This message was deleted SigNoz Community #support

Join Slack

This message was deleted.

# support

Slackbot

08/30/2022, 3:16 PM

This message was deleted.

Ankit Nayan

08/30/2022, 4:17 PM

@Alexei Zenin what memory usage do you see in steady state? We know a reason that causes spike in memory usage during boot up which can be fixed in a few days for run in single instance

Ankit Nayan

08/30/2022, 4:29 PM

@Prashant Shahi can you share steps to get memory pprof dump..this will help us understand more

Prashant Shahi

08/30/2022, 6:13 PM

Sure, here it is:

Prashant Shahi

08/30/2022, 6:17 PM

Port-forward pprof port

of query-service container:

Copy code

kubectl -n platform port-forward pod/my-release-signoz-query-service-0 6060:6060

In another terminal, run the following to obtain pprof data: • CPU Profile

Copy code

curl "<http://localhost:6060/debug/pprof/profile?seconds=30>" -o query-service.pprof -v

• Heap Profile

Copy code

curl "<http://localhost:6060/debug/pprof/heap>" -o query-service-heap.pprof -v

Alexei Zenin

08/30/2022, 6:34 PM

Thanks ill see if I can do this sometime soon (will map these instructions to ECS)

👍 2

Alexei Zenin

09/20/2022, 4:01 PM

Haven’t had the time to do any of the profiling, but hit memory limit again with 4000MB allocated to container.

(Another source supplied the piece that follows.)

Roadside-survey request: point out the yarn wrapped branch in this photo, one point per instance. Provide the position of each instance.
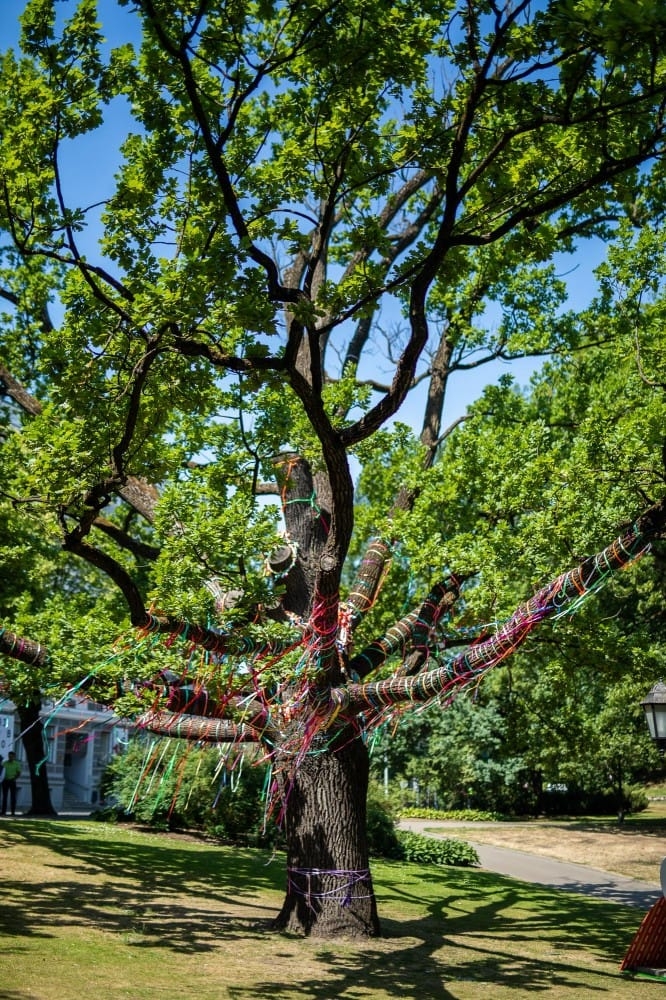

Seems it was fine for a week or so hovering around 70% max usage but then eventually hit 98% and started crashing with OOM. Now just cycles, will need to bump to 5000MB.

Alexei Zenin

09/20/2022, 4:03 PM

Ingesting about 250K spans per hour (5.5 million spans per day = 6GB per day in Clickhouse)

Ankit Nayan

09/20/2022, 4:37 PM

@Alexei Zenin what are the outputs of the below commands?

Copy code

select count() from signoz_metrics.time_series_v2;

Copy code

select count() from signoz_metrics.samples_v2 where timestamp_ms > toUnixTimestamp(now() - INTERVAL 30 MINUTE)*1000;

Ankit Nayan

09/20/2022, 4:38 PM

We probably got a lot of stale timeseries

👀 1

Alexei Zenin

09/20/2022, 7:29 PM

Copy code

SELECT count()
FROM signoz_metrics.time_series_v2

Query id: 195009d4-26ea-49e1-86fb-15dc7de0313a

┌─count()─┐
│ 2449091 │
└─────────┘

1 row in set. Elapsed: 0.002 sec. 

SELECT count()
FROM signoz_metrics.samples_v2
WHERE timestamp_ms > (toUnixTimestamp(now() - toIntervalMinute(30)) * 1000)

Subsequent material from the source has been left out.